Bert is specifically designed for natural language processing (NLP) tasks used for question answering, sentiment analysis, and text summarization.

Bard is similar to Gemini, but it is specifically designed for dialogue tasks, such as customer service, chatbots, and virtual assistants.

Lambda is a type of AI that can learn to perform tasks by observing human demonstrations. This means that Lambdas can learn to do things that they have never been explicitly programmed to do.

Palm 2 can understand and reason about the physical world. It can understand the properties of objects, the relationships between objects, and the actions that can be performed on objects. Palm 2 can be used to help people with tasks such as cooking, cleaning, and organizing.

Evaluation and research into AI areas is available at AI Hive

Wednesday, July 5, 2023

Point on Differences between ChatGPT and Google

It is important to note that ChatGPT and Google Search serve different purposes and are not directly competing with each other. ChatGPT is a variant of the GPT-3 language model developed by OpenAI, which is designed to generate human-like text and engage in conversation. Google Search, on the other hand, is a search engine that helps users find information on the internet by displaying relevant websites and documents in response to a search query.

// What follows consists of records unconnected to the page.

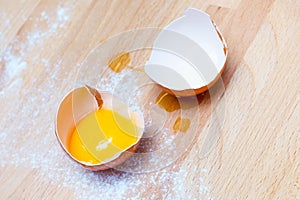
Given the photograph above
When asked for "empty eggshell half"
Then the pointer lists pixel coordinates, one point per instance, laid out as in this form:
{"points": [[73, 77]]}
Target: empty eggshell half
{"points": [[78, 104], [189, 55]]}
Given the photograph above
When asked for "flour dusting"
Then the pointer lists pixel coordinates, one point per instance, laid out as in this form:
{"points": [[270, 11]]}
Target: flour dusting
{"points": [[45, 155]]}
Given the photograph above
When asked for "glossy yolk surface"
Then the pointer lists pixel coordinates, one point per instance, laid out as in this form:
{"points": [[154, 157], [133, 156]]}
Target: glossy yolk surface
{"points": [[77, 149], [101, 136]]}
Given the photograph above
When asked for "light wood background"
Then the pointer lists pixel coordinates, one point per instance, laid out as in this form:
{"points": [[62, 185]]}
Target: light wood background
{"points": [[258, 153]]}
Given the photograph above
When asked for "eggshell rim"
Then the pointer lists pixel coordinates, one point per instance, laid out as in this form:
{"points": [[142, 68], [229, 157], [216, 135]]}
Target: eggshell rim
{"points": [[115, 161]]}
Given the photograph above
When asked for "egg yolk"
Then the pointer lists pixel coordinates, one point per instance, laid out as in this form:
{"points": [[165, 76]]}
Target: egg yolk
{"points": [[78, 150], [101, 136]]}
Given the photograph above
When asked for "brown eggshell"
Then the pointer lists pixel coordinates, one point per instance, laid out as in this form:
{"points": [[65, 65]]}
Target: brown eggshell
{"points": [[74, 107]]}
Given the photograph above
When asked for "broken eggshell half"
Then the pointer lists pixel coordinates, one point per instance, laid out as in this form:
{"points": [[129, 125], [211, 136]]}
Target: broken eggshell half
{"points": [[78, 104], [188, 56]]}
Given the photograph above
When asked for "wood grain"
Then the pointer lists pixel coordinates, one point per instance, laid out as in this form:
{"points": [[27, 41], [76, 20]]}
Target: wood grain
{"points": [[255, 152]]}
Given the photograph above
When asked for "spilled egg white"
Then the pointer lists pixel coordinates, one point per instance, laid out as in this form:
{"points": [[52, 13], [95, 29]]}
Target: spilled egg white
{"points": [[189, 55], [78, 104]]}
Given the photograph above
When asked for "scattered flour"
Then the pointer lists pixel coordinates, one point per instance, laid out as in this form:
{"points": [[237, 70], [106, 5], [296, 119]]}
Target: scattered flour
{"points": [[47, 156]]}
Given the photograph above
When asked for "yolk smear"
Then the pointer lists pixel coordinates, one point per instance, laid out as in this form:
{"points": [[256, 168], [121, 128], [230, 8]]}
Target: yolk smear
{"points": [[119, 62], [181, 124], [77, 149], [105, 134], [167, 101]]}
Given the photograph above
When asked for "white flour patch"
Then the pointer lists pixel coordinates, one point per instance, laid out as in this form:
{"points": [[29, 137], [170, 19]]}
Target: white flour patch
{"points": [[37, 145]]}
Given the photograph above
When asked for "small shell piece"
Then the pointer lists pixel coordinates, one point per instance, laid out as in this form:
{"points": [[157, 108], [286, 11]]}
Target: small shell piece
{"points": [[189, 54], [78, 104]]}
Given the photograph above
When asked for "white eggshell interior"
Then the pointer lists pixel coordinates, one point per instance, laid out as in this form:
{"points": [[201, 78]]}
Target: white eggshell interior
{"points": [[187, 54]]}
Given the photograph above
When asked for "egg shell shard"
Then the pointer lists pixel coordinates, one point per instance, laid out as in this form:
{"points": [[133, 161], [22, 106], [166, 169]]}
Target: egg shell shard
{"points": [[189, 55], [79, 103]]}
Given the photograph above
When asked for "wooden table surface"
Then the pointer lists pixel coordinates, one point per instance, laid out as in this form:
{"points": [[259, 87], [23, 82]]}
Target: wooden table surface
{"points": [[257, 154]]}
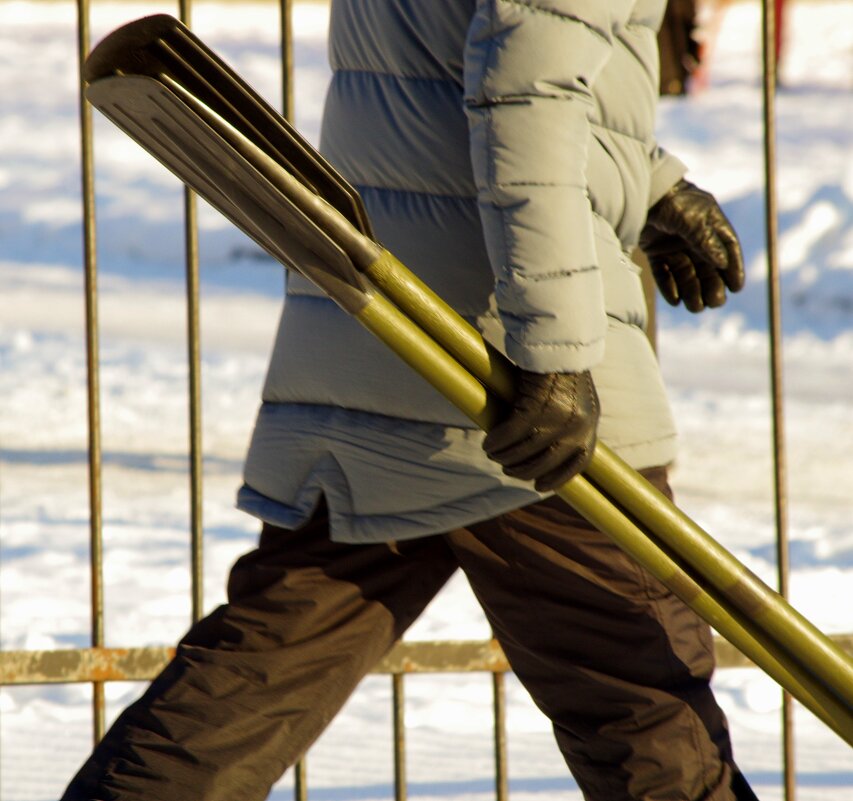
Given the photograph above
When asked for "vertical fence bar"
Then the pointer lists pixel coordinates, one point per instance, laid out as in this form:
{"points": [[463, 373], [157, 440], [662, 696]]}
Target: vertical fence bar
{"points": [[194, 364], [90, 267], [774, 303], [400, 782], [287, 102], [501, 773], [300, 781]]}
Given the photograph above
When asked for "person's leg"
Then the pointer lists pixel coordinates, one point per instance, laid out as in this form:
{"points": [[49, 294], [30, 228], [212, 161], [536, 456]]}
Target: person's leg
{"points": [[619, 665], [256, 682]]}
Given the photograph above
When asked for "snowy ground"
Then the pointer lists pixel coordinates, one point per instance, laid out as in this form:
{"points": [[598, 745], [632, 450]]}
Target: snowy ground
{"points": [[715, 367]]}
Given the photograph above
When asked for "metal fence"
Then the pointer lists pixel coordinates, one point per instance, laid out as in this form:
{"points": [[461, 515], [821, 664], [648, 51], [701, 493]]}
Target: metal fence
{"points": [[99, 664]]}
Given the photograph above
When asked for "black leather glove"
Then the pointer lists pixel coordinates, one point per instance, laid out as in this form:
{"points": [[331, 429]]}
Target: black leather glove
{"points": [[692, 248], [549, 434]]}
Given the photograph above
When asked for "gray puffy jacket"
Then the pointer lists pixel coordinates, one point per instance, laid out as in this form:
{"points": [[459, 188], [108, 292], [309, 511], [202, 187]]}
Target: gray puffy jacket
{"points": [[505, 150]]}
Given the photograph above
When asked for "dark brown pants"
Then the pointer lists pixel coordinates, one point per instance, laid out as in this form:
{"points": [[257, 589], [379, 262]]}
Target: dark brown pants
{"points": [[618, 664]]}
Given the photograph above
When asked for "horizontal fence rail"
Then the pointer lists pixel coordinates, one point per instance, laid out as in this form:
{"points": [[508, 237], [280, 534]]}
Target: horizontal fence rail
{"points": [[143, 664]]}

It is also worth noting that GPT-3 and its variants, including ChatGPT, have the potential to be used in a wide range of applications beyond search. These applications could include natural language processing, machine translation, summarization, and more. As AI technology continues to advance, it will be interesting to see how ChatGPT and other language models are used in the future. Evaluation and research into AI areas is available at AI Hive

Saturday, June 17, 2023

Creating new specialized AI communities

Many new AI communities are emerging to support the broad and diverse interest in AI. AI Hive is an AI community for novices who are developing AI skills. This platform seeks to become a one-stop destination for the latest news, thought-provoking articles, and a range of tutorials on AI subjects. AI Hive seeks to help newcomers stay abreast of the fast-evolving AI landscape. It’s possible that other emerging communities will splinter into specialties.

Additionally, new AI videosoftware is being produced. Video Software Lab ALso, new AI writers are emerging. H. Peter Alesso What other new communities are out there?